TRENTON – A bill to permit elimination of superintendents of elections or deputy superintendents was held in committee Monday.
Its sponsor, state Sen. Donald Norcross (D-Camden) could not attend, and committee member state Sen. Anthony Bucco (R-Boonton) said he has similar legislation that he would like to confer with Norcross about, and several witnesses said the bill – offered as an attempt to save money – would have the consequence of increasing partisan politics.
The bill, S2455, which was before the Senate State Government, Wagering, Tourism, and Historic Preservation Committee, would permit abolition of offices of superintendent or deputy superintendent of elections, or both, and transfer those powers to county commissioners of registration or county boards of elections.
State Sen. Loretta Weinberg (D-Teaneck) pointed out that superintendents and deputy superintendents – who must be from separate parties – are appointed by the governor and undergo background checks before being approved in the Senate, while the boards of election are tapped by party leaders and do not undergo the same “advise and consent’’ of other appointees.
State Sen. Ronald Rice (D-Newark) said, “This bill to me is creating substantial harm in terms of political power bases,” and said he has talked to Norcross about his concerns.
Norcross, who was unable to attend the hearing, said that he had spoken with Rice and was agreeable to holding the bill until issues could be addressed.
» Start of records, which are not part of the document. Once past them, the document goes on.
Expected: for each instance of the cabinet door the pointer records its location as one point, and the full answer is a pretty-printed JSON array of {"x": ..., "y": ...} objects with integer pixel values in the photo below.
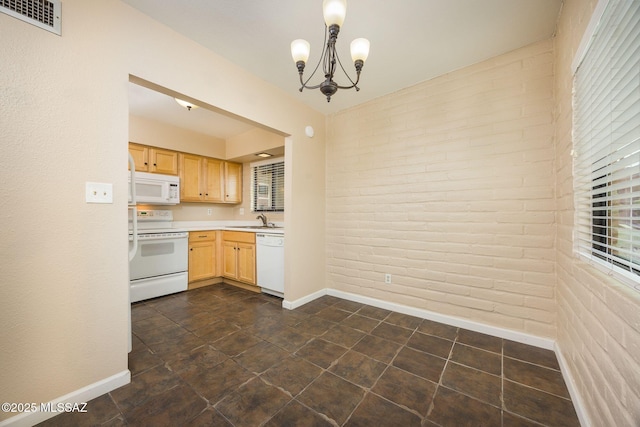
[
  {"x": 213, "y": 179},
  {"x": 229, "y": 263},
  {"x": 233, "y": 182},
  {"x": 247, "y": 263},
  {"x": 140, "y": 155},
  {"x": 163, "y": 161},
  {"x": 190, "y": 178},
  {"x": 202, "y": 257}
]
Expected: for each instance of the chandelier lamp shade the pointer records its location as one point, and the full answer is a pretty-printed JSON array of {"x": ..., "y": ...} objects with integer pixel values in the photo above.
[{"x": 334, "y": 12}]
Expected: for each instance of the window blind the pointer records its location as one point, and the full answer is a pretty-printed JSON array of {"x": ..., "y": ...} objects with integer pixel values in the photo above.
[
  {"x": 267, "y": 187},
  {"x": 606, "y": 136}
]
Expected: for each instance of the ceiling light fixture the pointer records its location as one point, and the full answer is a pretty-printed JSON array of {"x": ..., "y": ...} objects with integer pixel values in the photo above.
[
  {"x": 334, "y": 12},
  {"x": 188, "y": 105}
]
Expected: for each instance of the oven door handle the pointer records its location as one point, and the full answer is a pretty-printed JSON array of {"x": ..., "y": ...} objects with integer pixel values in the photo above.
[
  {"x": 134, "y": 248},
  {"x": 172, "y": 236}
]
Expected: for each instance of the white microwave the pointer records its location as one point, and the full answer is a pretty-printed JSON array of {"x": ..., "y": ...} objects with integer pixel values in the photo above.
[{"x": 155, "y": 189}]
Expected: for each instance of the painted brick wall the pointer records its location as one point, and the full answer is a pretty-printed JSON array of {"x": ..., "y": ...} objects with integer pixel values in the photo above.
[
  {"x": 598, "y": 318},
  {"x": 449, "y": 187}
]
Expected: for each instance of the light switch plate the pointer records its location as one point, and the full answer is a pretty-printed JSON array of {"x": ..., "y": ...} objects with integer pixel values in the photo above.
[{"x": 99, "y": 192}]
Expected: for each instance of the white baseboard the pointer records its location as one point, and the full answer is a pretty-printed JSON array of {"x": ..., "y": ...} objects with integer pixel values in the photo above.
[
  {"x": 520, "y": 337},
  {"x": 84, "y": 394},
  {"x": 290, "y": 305},
  {"x": 578, "y": 404}
]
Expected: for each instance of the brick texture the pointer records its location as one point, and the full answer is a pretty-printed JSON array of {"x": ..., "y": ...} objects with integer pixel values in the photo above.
[
  {"x": 598, "y": 318},
  {"x": 449, "y": 187}
]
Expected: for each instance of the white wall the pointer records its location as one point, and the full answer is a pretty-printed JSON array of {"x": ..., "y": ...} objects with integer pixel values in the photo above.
[
  {"x": 598, "y": 317},
  {"x": 448, "y": 186},
  {"x": 64, "y": 268}
]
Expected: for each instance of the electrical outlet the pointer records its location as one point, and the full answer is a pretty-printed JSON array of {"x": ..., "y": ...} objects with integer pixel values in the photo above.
[{"x": 98, "y": 192}]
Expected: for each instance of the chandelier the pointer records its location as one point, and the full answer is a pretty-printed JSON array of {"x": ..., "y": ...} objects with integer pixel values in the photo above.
[{"x": 334, "y": 12}]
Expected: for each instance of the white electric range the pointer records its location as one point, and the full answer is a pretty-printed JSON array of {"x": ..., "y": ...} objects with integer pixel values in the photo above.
[{"x": 159, "y": 266}]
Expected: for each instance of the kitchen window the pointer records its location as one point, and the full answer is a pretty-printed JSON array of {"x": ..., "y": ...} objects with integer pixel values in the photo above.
[
  {"x": 267, "y": 186},
  {"x": 606, "y": 141}
]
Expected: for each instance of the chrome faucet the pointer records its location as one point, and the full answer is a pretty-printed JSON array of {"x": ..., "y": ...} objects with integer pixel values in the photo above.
[{"x": 264, "y": 219}]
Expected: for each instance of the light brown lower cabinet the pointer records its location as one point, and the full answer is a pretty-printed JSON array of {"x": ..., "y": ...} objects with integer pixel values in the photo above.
[
  {"x": 239, "y": 256},
  {"x": 202, "y": 255}
]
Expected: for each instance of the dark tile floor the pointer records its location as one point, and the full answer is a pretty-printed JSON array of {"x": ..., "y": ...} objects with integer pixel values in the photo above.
[{"x": 223, "y": 356}]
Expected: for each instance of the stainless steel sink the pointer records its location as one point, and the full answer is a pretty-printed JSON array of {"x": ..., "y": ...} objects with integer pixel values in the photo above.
[{"x": 261, "y": 227}]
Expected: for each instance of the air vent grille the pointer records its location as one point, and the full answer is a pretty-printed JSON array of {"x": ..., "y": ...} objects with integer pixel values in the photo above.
[{"x": 42, "y": 13}]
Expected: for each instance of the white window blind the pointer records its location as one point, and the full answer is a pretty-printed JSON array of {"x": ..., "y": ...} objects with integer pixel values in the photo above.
[
  {"x": 606, "y": 137},
  {"x": 267, "y": 186}
]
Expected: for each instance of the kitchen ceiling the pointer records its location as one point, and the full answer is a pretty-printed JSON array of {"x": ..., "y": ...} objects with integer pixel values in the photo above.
[{"x": 411, "y": 40}]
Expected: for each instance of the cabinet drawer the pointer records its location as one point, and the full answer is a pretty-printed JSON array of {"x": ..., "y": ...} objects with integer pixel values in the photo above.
[
  {"x": 202, "y": 236},
  {"x": 239, "y": 236}
]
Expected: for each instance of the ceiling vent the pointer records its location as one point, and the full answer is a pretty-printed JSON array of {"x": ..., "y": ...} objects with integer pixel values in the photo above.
[{"x": 41, "y": 13}]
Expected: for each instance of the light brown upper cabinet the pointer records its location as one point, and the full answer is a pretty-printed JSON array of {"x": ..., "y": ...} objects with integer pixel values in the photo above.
[
  {"x": 154, "y": 160},
  {"x": 205, "y": 179},
  {"x": 200, "y": 178}
]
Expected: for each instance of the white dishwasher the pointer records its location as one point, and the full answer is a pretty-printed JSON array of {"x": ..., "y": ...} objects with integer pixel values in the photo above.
[{"x": 270, "y": 263}]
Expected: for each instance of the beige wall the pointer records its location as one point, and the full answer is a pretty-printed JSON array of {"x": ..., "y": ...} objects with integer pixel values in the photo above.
[
  {"x": 598, "y": 318},
  {"x": 253, "y": 141},
  {"x": 64, "y": 269},
  {"x": 157, "y": 134},
  {"x": 448, "y": 186}
]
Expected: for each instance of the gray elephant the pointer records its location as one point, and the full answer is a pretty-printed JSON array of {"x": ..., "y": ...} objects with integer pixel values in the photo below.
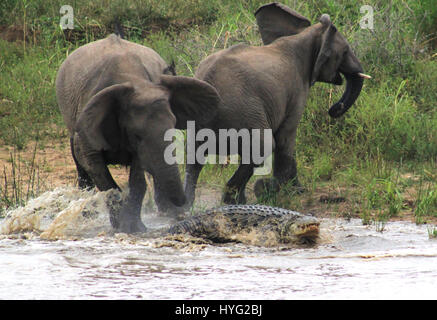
[
  {"x": 267, "y": 87},
  {"x": 118, "y": 99}
]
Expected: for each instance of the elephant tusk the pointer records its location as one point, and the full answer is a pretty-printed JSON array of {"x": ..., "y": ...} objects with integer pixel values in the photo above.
[{"x": 365, "y": 76}]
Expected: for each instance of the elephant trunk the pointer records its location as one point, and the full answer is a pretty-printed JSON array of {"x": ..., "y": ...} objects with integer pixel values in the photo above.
[{"x": 354, "y": 84}]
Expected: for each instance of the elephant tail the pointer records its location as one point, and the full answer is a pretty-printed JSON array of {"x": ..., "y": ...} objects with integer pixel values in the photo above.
[{"x": 118, "y": 28}]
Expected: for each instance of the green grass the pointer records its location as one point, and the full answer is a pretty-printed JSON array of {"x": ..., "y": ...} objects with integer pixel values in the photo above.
[{"x": 368, "y": 156}]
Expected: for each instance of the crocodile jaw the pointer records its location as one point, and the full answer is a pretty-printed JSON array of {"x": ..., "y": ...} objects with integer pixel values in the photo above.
[{"x": 305, "y": 227}]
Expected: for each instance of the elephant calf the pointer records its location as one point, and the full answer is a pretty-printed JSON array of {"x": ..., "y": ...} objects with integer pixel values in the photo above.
[
  {"x": 266, "y": 87},
  {"x": 118, "y": 99}
]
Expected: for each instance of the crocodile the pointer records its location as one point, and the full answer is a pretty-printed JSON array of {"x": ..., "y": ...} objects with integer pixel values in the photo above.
[{"x": 229, "y": 223}]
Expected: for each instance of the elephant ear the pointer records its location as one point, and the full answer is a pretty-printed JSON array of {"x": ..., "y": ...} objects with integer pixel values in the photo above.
[
  {"x": 99, "y": 119},
  {"x": 277, "y": 20},
  {"x": 325, "y": 67},
  {"x": 191, "y": 99}
]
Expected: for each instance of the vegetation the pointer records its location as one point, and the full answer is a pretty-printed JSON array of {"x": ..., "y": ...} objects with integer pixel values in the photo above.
[{"x": 381, "y": 157}]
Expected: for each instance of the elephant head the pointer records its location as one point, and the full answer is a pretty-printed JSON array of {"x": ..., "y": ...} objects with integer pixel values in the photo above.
[
  {"x": 331, "y": 53},
  {"x": 129, "y": 119}
]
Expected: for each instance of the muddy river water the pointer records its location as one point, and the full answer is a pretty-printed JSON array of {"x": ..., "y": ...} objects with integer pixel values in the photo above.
[{"x": 49, "y": 249}]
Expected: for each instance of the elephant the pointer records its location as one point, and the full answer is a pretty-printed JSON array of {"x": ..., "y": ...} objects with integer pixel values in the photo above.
[
  {"x": 118, "y": 99},
  {"x": 266, "y": 87}
]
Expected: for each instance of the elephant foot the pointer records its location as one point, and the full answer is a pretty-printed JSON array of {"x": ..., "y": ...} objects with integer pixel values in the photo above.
[
  {"x": 131, "y": 225},
  {"x": 266, "y": 188},
  {"x": 125, "y": 220},
  {"x": 230, "y": 197}
]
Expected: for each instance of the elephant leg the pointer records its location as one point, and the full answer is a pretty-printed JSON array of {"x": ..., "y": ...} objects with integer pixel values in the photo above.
[
  {"x": 93, "y": 165},
  {"x": 84, "y": 180},
  {"x": 192, "y": 173},
  {"x": 284, "y": 164},
  {"x": 129, "y": 220},
  {"x": 235, "y": 188},
  {"x": 164, "y": 204}
]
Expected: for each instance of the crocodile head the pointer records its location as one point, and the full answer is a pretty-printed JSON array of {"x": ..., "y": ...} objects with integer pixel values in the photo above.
[{"x": 304, "y": 229}]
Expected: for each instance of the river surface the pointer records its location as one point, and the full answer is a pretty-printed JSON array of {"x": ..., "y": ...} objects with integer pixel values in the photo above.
[{"x": 51, "y": 250}]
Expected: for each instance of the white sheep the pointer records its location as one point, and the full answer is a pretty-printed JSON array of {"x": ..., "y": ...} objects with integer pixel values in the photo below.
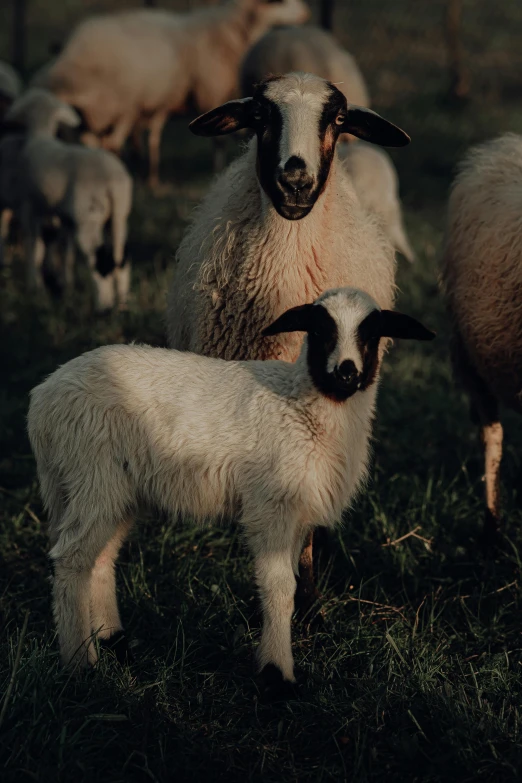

The bill possibly will be ready the next time the committee meets.
Dale Florio, representing the N.J. Association of Election Officials, testified that “The debate comes down to what you think you might save vs. can you run a better election process. The only system guaranteed nonpartisan is where you have a superintendent of elections.’’
Committee Chairman Jim Whelan (D-Atlantic City), in holding the bill, referenced his own experiences in Atlantic City down through the years. “Strange things happened’’ during elections, he said to some laughter, including one election with a “last-minute epidemic’’ of emergency votes and messengers.
Bucco had said that in regards to his own previous proposal, he estimated a savings of $300,000 to $400,000 a year by eliminating superintendents or deputies.
Although Norcross’ bill would mandate that if a county board of freeholders abolishes a superintendent of elections post that it must do so for 10 years minimum, Bucco said there could be a provision to allow for petitioning to reinstate the post earlier. He said he would like to meet with Norcross to discuss possible options.
Eleven of New Jersey’s 21 counties employ a superintendent of elections.